The President of the Immigration and Asylum Chamber of the Upper Tribunal, Mr Justice McCloskey, noted that Dr Harrison's evidence contained "a litany of criticisms of the ETS voice recognition testing systems, both automated and human" that he accepted in full.
'Fundamentally misconceived'
It also emerged that ETS had refused to provide Mr Majumder's test recording to either the Home Office or the tribunal.
"Almost remarkably, ETS provided no evidence, directly or indirectly to this tribunal," Judge McCloskey noted. "Its refusal to provide the voice recordings of these two appellants in particular is mildly astonishing."
He concluded that the court found Mr Majumder and the other appellant to be "truthful and reliable witnesses" and "the clear winners" in their appeals.
This was a very significant judgement with implications for thousands of other cases, though Judge McCloskey pointed out that each appeal would be sensitive to the facts.
The Home Office was given leave to appeal. But in a landmark judgement last month, the Court of Appeal said that the Home Office's case was "fundamentally misconceived".
Legal headache
In April, following the immigration tribunal, the Home Affairs Select Committee, external began an inquiry into the government's handling of the English testing allegations.
In June the then Immigration Minister James Brokenshire wrote to the committee: "The investigation into the abuse of ETS English language testing in 2014 revealed systemic cheating which was indicative of an extremely serious, large-scale, organised fraud and was a significant attempt to undermine immigration control."
And the chief operating officer of UK Visas and Immigration, Mike Wells, told the committee: "If an individual wishes to obtain their voice recording then they should approach ETS." He said that ETS had released some voice recordings, but that they had not been required in most cases.
"The courts have consistently found that our standard evidence is sufficient to satisfy the presumption of fraud and therefore that it is not necessary to routinely obtain individual voice recordings to establish this," he wrote in August.
He also said that an independent forensic audio expert had "confirmed that the ETS analysis process was robust and suitably cautious being much more likely to produce false negatives than false positives".
Whatever the true level of fraud in the system, the Home Office now faces a legal headache.
It is already facing some 300 judicial reviews of decisions to cancel students' visas.
Its counsel told the Court of Appeal that the Home Office was minded to concede in some of these cases. But there remains the problem of how to conduct any new appeals from students who have already been deported.
Last week the chair of the Home Affairs Committee, Yvette Cooper, wrote to the Home Secretary Amber Rudd asking her to reveal "as a matter of urgency" what action she intended to take.
"The committee has previously raised concerns regarding the response of the Home Office to the revelation of widespread fraud in the English language testing system. We note that the Home Office recently conceded a key test case and has indicated that it may concede more.
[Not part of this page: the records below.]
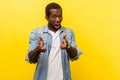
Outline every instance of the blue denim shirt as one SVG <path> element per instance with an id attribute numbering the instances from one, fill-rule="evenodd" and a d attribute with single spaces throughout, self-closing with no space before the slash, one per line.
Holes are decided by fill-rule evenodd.
<path id="1" fill-rule="evenodd" d="M 69 65 L 69 60 L 76 60 L 82 53 L 80 49 L 77 48 L 76 43 L 75 43 L 75 38 L 74 38 L 74 33 L 71 29 L 67 29 L 64 27 L 61 27 L 61 32 L 60 32 L 60 43 L 62 43 L 62 37 L 63 35 L 66 34 L 66 39 L 68 42 L 71 44 L 72 47 L 75 47 L 77 49 L 77 56 L 75 58 L 70 58 L 69 55 L 67 54 L 67 51 L 65 49 L 61 50 L 61 57 L 62 57 L 62 68 L 63 68 L 63 80 L 71 80 L 71 73 L 70 73 L 70 65 Z M 39 54 L 39 58 L 34 74 L 34 79 L 33 80 L 46 80 L 47 77 L 47 71 L 48 71 L 48 56 L 49 52 L 51 49 L 51 43 L 52 43 L 52 36 L 48 31 L 48 25 L 43 26 L 41 28 L 37 28 L 33 30 L 30 34 L 30 46 L 29 50 L 26 55 L 26 60 L 29 61 L 28 58 L 28 53 L 35 49 L 39 43 L 39 36 L 42 36 L 44 40 L 44 47 L 47 49 L 46 52 L 41 52 Z M 56 43 L 57 44 L 57 43 Z M 74 53 L 73 53 L 74 54 Z M 30 62 L 30 61 L 29 61 Z M 30 62 L 32 63 L 32 62 Z"/>

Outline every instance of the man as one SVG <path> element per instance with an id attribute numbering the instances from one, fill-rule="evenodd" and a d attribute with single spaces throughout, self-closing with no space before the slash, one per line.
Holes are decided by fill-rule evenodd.
<path id="1" fill-rule="evenodd" d="M 69 59 L 78 59 L 81 51 L 73 31 L 61 26 L 61 6 L 50 3 L 45 11 L 48 24 L 31 32 L 26 60 L 37 63 L 34 80 L 71 80 Z"/>

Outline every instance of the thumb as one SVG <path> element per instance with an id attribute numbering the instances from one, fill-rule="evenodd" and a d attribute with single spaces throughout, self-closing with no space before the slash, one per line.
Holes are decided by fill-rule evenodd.
<path id="1" fill-rule="evenodd" d="M 39 39 L 40 39 L 40 41 L 43 41 L 43 38 L 42 38 L 42 36 L 39 36 Z"/>

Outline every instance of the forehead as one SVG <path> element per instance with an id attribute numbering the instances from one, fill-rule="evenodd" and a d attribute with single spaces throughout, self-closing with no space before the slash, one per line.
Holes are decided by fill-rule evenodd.
<path id="1" fill-rule="evenodd" d="M 62 10 L 61 9 L 50 9 L 51 14 L 61 15 Z"/>

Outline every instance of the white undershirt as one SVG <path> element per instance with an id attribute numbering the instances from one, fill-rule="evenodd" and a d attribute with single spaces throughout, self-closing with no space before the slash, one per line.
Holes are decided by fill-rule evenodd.
<path id="1" fill-rule="evenodd" d="M 52 45 L 48 59 L 47 80 L 63 80 L 62 59 L 60 49 L 60 30 L 56 33 L 50 31 L 52 35 Z"/>

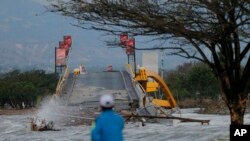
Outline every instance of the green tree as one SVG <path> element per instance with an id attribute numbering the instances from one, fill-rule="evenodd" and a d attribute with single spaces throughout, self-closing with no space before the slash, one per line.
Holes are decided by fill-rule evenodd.
<path id="1" fill-rule="evenodd" d="M 231 124 L 243 124 L 250 89 L 249 7 L 249 0 L 54 0 L 50 10 L 77 19 L 82 28 L 155 36 L 173 44 L 165 47 L 173 55 L 206 63 L 220 82 Z"/>
<path id="2" fill-rule="evenodd" d="M 38 97 L 53 94 L 57 85 L 55 74 L 46 74 L 42 70 L 6 73 L 0 79 L 0 104 L 9 104 L 13 108 L 33 107 Z"/>

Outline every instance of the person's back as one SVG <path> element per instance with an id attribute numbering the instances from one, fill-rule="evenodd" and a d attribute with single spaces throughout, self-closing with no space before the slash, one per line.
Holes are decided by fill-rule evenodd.
<path id="1" fill-rule="evenodd" d="M 93 125 L 91 139 L 92 141 L 123 141 L 122 130 L 124 120 L 111 107 L 102 105 L 102 113 L 96 118 Z"/>

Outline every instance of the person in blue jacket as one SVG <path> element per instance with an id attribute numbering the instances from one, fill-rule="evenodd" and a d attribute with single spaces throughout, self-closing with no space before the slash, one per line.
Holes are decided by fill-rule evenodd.
<path id="1" fill-rule="evenodd" d="M 114 98 L 104 94 L 100 98 L 102 112 L 92 125 L 92 141 L 123 141 L 123 118 L 113 111 Z"/>

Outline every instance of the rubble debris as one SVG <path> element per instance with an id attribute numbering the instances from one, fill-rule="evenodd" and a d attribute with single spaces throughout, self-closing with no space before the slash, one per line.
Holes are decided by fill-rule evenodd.
<path id="1" fill-rule="evenodd" d="M 40 123 L 40 125 L 37 124 L 37 119 L 31 118 L 30 119 L 30 130 L 31 131 L 60 131 L 60 129 L 54 128 L 54 122 L 48 121 L 46 123 L 46 120 L 43 119 Z"/>

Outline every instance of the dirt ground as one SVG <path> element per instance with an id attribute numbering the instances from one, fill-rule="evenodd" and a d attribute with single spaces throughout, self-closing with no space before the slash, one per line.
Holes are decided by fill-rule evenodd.
<path id="1" fill-rule="evenodd" d="M 186 99 L 177 102 L 180 108 L 200 108 L 201 114 L 229 114 L 229 110 L 223 100 L 195 100 Z M 246 113 L 250 113 L 250 100 L 247 101 Z"/>

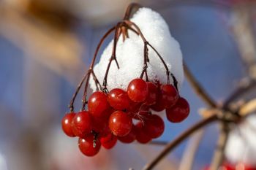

People's lives are on hold while awaiting judgement in their cases," Ms Cooper said.
Meanwhile, Mr Majumder - who has spent £30,000 on his legal battle - said the Home Office's actions had deterred genuine students from coming to Britain.
"I think the way they have been treating the TOEIC victims - not giving them the right to challenge the decision and without producing any evidence - is hugely damaging the reputation that Britain has to international students. They think they are not welcome here any more."